General Motors faces a new federal lawsuit charging it is not doing enough to fix problems with the ignition system tied to at least 12 deaths.
The suit, filed in San Francisco on Monday, is brought on behalf of 13 car owners in 9 states. Lawyers are seeking class-action status to compensate owners of the 1.4 million cars that GM recalled in the United States due to the faulty ignition switch.
The suit was filed by a team of plaintiff attorneys from more than 10 firms nationally who have experience suing automakers over defects.
"We have an incredibly strong trial team," said Chicago attorney Adam Levitt of Grant & Eisenhofer. "We also believe we're bringing a set of facts to our complaint that are unique with respect to GM's conduct regarding its defective key system and its subsequent cover-up."
Among the lawyers involved in the case are Lance Cooper, the Marietta, Ga., attorney who won a suit filed on behalf of the family of a woman killed in a 2010 accident involving an ignition switch. That suit was settled in September, 2013, months before GM announced the recall. It was one of the first to focus on the problem with the some of GM's ignition switches.
GM ( declined to comment on pending litigation. It says it is focused on "ensuring the safety and peace of mind of our customers involved in the recall and fixing their vehicles." )
GM's own documents show its engineers knew of problems with the ignition as far back as 2004, but that the automaker did not order a recall until February of this year.
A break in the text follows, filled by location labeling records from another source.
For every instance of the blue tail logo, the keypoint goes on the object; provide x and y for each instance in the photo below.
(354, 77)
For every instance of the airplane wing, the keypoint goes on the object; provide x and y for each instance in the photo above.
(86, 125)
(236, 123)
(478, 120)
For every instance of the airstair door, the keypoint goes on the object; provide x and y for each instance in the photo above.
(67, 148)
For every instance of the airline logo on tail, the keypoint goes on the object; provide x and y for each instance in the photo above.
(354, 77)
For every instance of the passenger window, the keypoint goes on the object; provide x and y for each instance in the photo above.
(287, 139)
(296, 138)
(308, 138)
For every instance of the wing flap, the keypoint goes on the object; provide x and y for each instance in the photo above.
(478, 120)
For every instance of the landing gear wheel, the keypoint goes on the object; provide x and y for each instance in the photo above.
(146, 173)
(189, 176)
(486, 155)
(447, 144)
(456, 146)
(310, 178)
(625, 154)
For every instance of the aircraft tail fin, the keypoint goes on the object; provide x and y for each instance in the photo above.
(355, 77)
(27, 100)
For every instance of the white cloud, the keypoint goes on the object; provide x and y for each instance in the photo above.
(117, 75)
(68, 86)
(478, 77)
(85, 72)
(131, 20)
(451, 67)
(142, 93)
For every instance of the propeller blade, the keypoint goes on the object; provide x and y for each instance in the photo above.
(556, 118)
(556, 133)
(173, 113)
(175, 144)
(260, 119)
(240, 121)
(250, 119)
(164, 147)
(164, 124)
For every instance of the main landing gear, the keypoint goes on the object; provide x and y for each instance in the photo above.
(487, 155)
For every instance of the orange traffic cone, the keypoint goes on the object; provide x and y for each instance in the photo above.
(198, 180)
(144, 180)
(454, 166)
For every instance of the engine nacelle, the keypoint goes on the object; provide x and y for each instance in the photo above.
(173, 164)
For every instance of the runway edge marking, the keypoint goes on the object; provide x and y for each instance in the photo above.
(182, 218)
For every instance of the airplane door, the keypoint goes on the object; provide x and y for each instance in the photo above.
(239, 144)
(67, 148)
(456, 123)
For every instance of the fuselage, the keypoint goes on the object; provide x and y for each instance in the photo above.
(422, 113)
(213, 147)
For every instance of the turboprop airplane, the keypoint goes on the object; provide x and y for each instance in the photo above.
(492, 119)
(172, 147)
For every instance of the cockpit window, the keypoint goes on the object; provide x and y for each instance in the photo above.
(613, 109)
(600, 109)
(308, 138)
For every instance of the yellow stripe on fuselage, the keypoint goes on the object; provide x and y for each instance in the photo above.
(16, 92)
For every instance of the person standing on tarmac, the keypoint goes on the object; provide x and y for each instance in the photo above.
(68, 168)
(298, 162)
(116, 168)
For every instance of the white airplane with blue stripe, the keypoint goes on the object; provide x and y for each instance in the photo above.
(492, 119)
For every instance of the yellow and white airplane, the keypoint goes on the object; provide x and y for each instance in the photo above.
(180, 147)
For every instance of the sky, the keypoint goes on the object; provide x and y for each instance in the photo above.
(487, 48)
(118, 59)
The suit charges there was evidence of problems as far back as 2001.
The suit is also charging that the faulty ignitions continued to be a problem on models as late as the 2010 model year. GM's recall only covers Chevrolet Cobalts, Pontiac G5's, Saturn Ions, Pontiac Solstice, Saturn Sky's, through 2007 model years, and the Chevrolet HHR's through 2006.
GM said it plans to start replacing the ignition system in April, but the suit charges that, "To fully remedy the problem and render the defective vehicles safe...additional design elements beyond a new ignition switch are needed." It also seeks compensation for car owners who the suit says have been harmed by a reduced value of their cars.
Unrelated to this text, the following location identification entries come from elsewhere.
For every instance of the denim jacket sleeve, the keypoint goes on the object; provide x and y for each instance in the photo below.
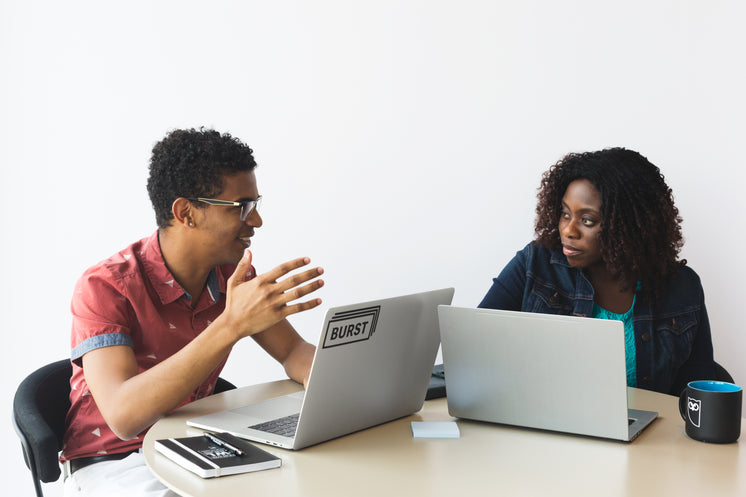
(540, 280)
(673, 338)
(507, 289)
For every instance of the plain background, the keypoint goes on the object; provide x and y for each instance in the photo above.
(400, 143)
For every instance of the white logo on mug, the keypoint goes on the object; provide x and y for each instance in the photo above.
(695, 411)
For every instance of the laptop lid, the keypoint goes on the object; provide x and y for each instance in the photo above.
(372, 364)
(560, 373)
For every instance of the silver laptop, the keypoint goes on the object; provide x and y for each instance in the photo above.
(550, 372)
(372, 365)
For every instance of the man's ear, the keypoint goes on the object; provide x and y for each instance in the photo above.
(183, 211)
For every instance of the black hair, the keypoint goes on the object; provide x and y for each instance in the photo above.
(193, 163)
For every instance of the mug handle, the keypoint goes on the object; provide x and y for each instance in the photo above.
(682, 404)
A similar class action lawsuit against Toyota Motor ( was filed after its 2010 recall to deal with unintended acceleration in more than 8 million vehicles. That suit led to a $1.1 billion settlement, including a $250 million fund to compensate car owners for the reduced value of their vehicles. )
In addition to civil lawsuits, General Motors is facing an investigation by government safety regulators and Congress. CEO Mary Barra admitted that "terrible things happened" because of the delay in ordering a recall, and is due to testify before Congress on April 1.
It is also facing a federal criminal probe. The automaker has hired outside investigators to conduct its own internal investigation into why it took so long to order the recall, and has promoted a veteran engineering employee to a new safety chief position at the company.